Or install from source (recommended for the latest features):

git clone https://github.com/slavenskoj/raku-dawg.git
cd raku-dawg
zef install .

Note: When using save/load functionality, it's recommended to use the binary format methods (save-binary and load) as they provide better performance and reliability compared to JSON serialization.

Quick Start

use DAWG;

# Create a new DAWG
my $dawg = DAWG.new;

# Add words
$dawg.add("apple");
$dawg.add("application", 42);    # with optional value
$dawg.add("apply", { id => 3 }); # any value type

# Minimize the structure (do this after adding all words)
$dawg.minimize;

# Check if words exist
say $dawg.contains("apple");     # True
say $dawg.contains("banana");    # False

# Lookup with values
my $result = $dawg.lookup("application");
say $result<value>;  # 42

# Find all words with a prefix
my @words = $dawg.find-prefixes("app");
# Returns: ["apple", "application", "apply"]

# Save and load
$dawg.save("my-dictionary.dawg.json");        # JSON format
$dawg.save-binary("my-dictionary.dawg.bin");  # Binary format
my $loaded = DAWG.load("my-dictionary.dawg.bin");  # Auto-detects format

Advanced Search Features

The DAWG module includes separate search modules for pattern matching and fuzzy search:

use DAWG::Search::Pattern;
use DAWG::Search::Fuzzy;

# Pattern matching with wildcards
my $pattern-search = DAWG::Search::Pattern.new(:$dawg);
my @matches = $pattern-search.find('a?p*');     # apple, apply, application
@matches = $pattern-search.find('*tion');       # application, creation, etc.

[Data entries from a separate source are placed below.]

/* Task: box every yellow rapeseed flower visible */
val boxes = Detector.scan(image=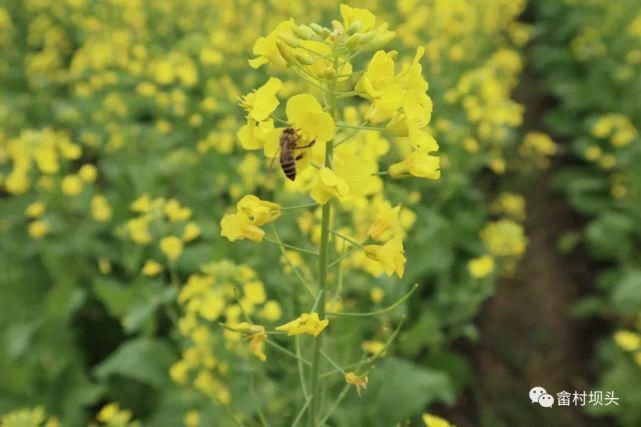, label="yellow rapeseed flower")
[467,255,494,279]
[389,147,441,179]
[142,259,162,277]
[365,236,407,277]
[367,203,401,239]
[240,77,283,122]
[29,221,49,239]
[345,372,368,396]
[61,175,83,196]
[24,200,47,218]
[614,330,641,351]
[91,194,113,222]
[236,194,282,227]
[220,212,265,242]
[182,222,201,242]
[423,414,454,427]
[276,313,329,337]
[160,236,183,261]
[78,163,98,183]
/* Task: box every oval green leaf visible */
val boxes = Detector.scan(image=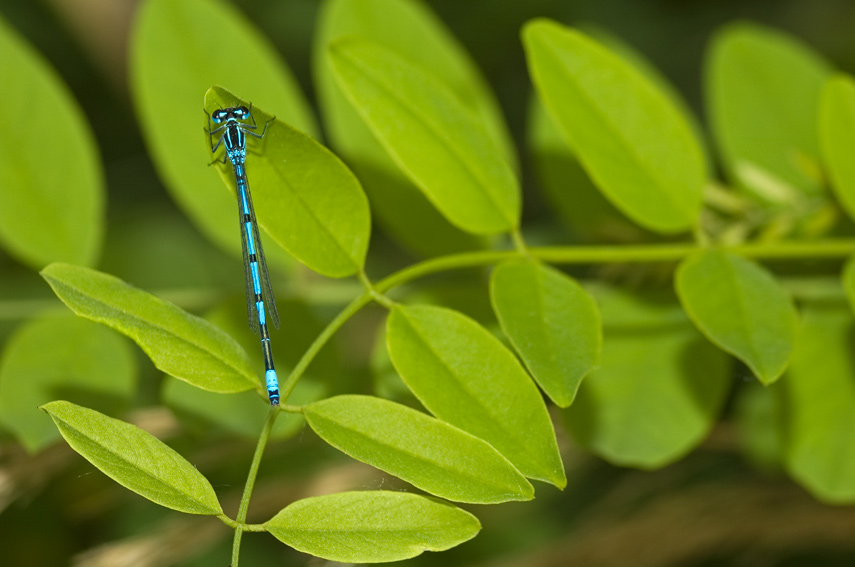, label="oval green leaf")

# Fuzzy search with edit distance  
my $fuzzy-search = DAWG::Search::Fuzzy.new(:$dawg);
my @suggestions = $fuzzy-search.search('aple', :max-distance(2));
# Returns: [{word => 'apple', distance => 1}, ...]

# Find closest matches
my @closest = $fuzzy-search.closest('compter', :limit(3));
# Returns the 3 closest words by edit distance

Example: Spell Checker

The DAWG module includes a complete spell checker example that demonstrates fuzzy matching capabilities:

# Run in demo mode
raku examples/spell-checker.raku

# Run in interactive mode
raku examples/spell-checker.raku --interactive

# Customize parameters
raku examples/spell-checker.raku --max-distance=3 --suggestions=10

The spell checker demonstrates:

Example output:

Checking 'helo' (Missing letter): ✗ Misspelled
  Suggestions: hello (distance: 1)

Checking 'wrold' (Transposed letters): ✗ Misspelled
  Suggestions: world (distance: 2), word (distance: 2)

Checking 'algorythm' (Common misspelling): ✗ Misspelled
  Suggestions: algorithm (distance: 1)

API Reference

Methods

new()

Creates a new empty DAWG.

add(Str $word, $value?)

Adds a word to the DAWG with an optional associated value. Automatically upgrades the DAWG type when necessary:

For compressed Unicode DAWGs, throws an error only if reserved mapping characters are used.

contains(Str $word) --> Bool

Returns True if the word exists in the DAWG.

lookup(Str $word) --> Hash

Returns a hash with the word and its associated value, or Nil if not found.

find-prefixes(Str $prefix) --> Array

Returns an array of all words that start with the given prefix.

all-words() --> Array

Returns an array of all words in the DAWG.

minimize()

Minimizes the DAWG by merging equivalent nodes. Call this after adding all words for optimal space efficiency.

save(Str $filename)

Saves the DAWG to a file in JSON format.

save-binary(Str $filename)

Saves the DAWG to a file in binary format (more compact, faster loading).

load(Str $filename) --> DAWG

Class method that loads a DAWG from a file (auto-detects format).

load-json(Str $filename) --> DAWG

Class method that loads a DAWG from a JSON file.

load-json-compressed(Str $filename) --> DAWG

Class method that loads a DAWG from JSON with automatic Unicode compression detection. Analyzes all characters in the JSON data values and applies compression if the total count of unique alphanumeric/special characters (a-zA-Z0-9#_@=<>!?) plus unique Unicode characters is ≤89. When compressed, each Unicode character is mapped to an unused single-byte slot for 75% space savings.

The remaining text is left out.